Par un arrêt rendu le 10 juillet 2025, la Cour administrative d’appel de Versailles se prononce sur la légalité d’une décision portant obligation de quitter le territoire national.
Un ressortissant européen, installé en France depuis 2008, a fait l’objet de condamnations pénales répétées pour des faits graves de violences et de vols aggravés. L’autorité administrative a édicté à son encontre une mesure d’éloignement sans délai ainsi qu’une interdiction de circulation sur le sol national pendant trois ans. Après un rejet de sa demande par les premiers juges le 6 février 2025, l’intéressé a interjeté appel devant la juridiction supérieure de second degré. La question posée porte sur la régularité du jugement rendu en l’absence de convocation effective et sur la menace que représente l’individu pour l’ordre public. La cour annule le jugement attaqué pour irrégularité procédurale, mais confirme le bien-fondé de l’éloignement en statuant par la voie de l’évocation.

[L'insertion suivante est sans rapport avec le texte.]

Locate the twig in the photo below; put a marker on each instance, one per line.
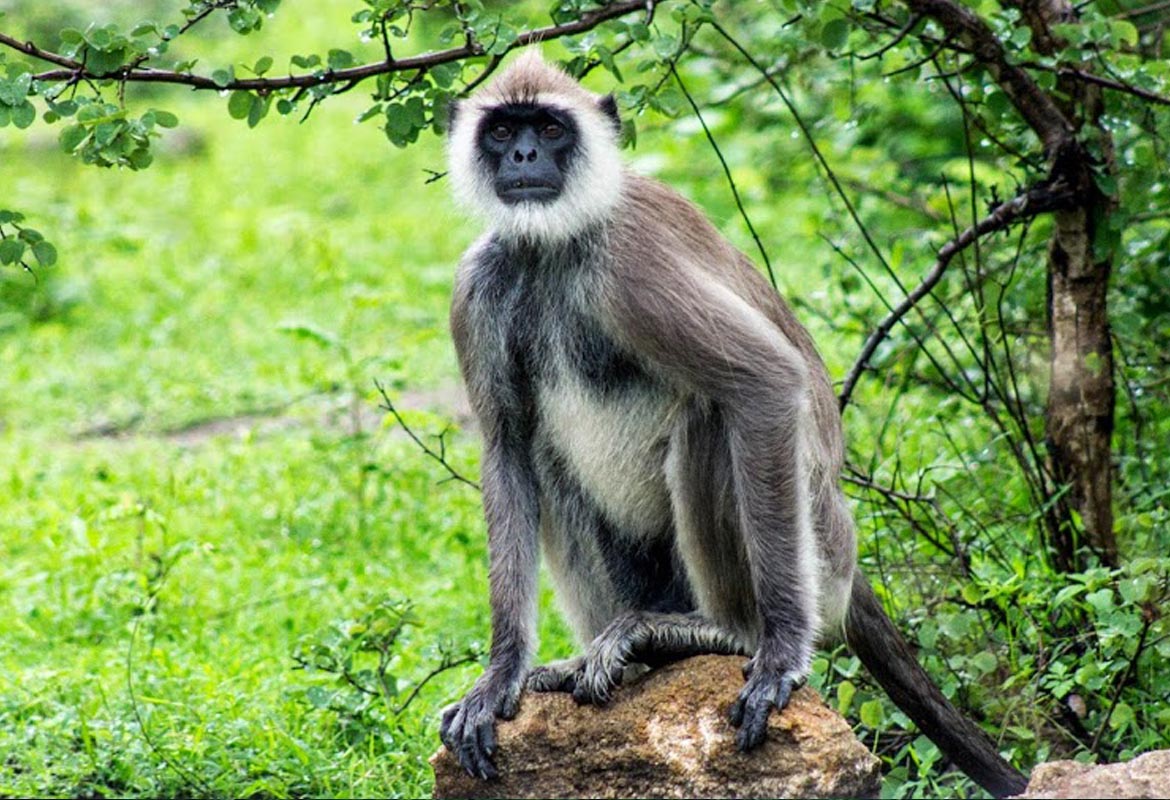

L’analyse de cette décision commande d’examiner l’annulation du jugement pour vice de procédure avant d’étudier la validation au fond de la mesure d’éloignement.
I. L’annulation du jugement pour méconnaissance du principe du contradictoire
A. L’irrégularité tenant au défaut de convocation personnelle du requérant
Le code de justice administrative dispose que toute partie doit être avertie du jour où l’affaire sera appelée à l’audience publique de la juridiction. En l’espèce, l’avis d’audience avait été transmis uniquement à un avocat désigné au titre de l’aide juridictionnelle qui s’était montré particulièrement défaillant. La cour relève qu’en « adressant l’avis d’audience au seul mandataire défaillant », l’intéressé n’a pas été valablement mis en mesure de présenter ses observations orales. Cette carence affecte directement la régularité de la procédure suivie devant le Tribunal administratif de Versailles dont le jugement rendu le 6 février 2025 est annulé.
B. Le règlement définitif du litige par la voie de l’évocation
L’annulation de la décision de première instance conduit les magistrats d’appel à se saisir directement de l’ensemble du litige par la méthode juridique de l’évocation. Cette technique procédurale permet de statuer sur les conclusions présentées initialement tout en garantissant une bonne administration de la justice au regard des impératifs de célérité. La Cour administrative d’appel de Versailles examine ainsi les moyens soulevés contre l’arrêté préfectoral sans renvoyer l’affaire devant les premiers juges pour un nouveau jugement. Les magistrats apprécient la légalité de l’obligation de quitter le territoire en tenant compte des pièces versées au dossier par les parties au litige.
II. La validation de la mesure d’éloignement fondée sur l’ordre public
A. La caractérisation d’une menace réelle et grave pour la société
Pour un ressortissant européen, l’éloignement suppose que son comportement constitue une « menace réelle, actuelle et suffisamment grave à l’encontre d’un intérêt fondamental de la société ». L’intéressé a multiplié les infractions délictuelles, notamment des violences volontaires sur son conjoint en récidive et des vols avec violence ayant entraîné une incapacité de travail. La juridiction estime souverainement que la gravité et la réitération de ces agissements justifient légalement l’éviction du territoire pour des impératifs de sécurité publique. Par suite, l’autorité administrative n’a commis aucune erreur d’appréciation en considérant que la présence de l’intéressé sur le sol français troublait gravement l’ordre public national.
B. L’absence d’atteinte disproportionnée aux droits fondamentaux de l’intéressé
Le droit au respect de la vie privée et familiale ne s’oppose pas à l’éloignement si la cellule familiale peut se reconstituer dans le pays d’origine. Les juges soulignent que « rien ne s’oppose à ce que la vie familiale se poursuive hors de France » puisque l’intéressé n’établit aucune intégration sociale particulière. L’intérêt supérieur des enfants mineurs est également préservé car la décision contestée n’a pas pour effet de séparer définitivement les membres de la famille concernée. Dès lors, la mesure d’interdiction de circulation pour une durée de trois ans apparaît proportionnée aux buts de défense de l’ordre et de prévention des infractions.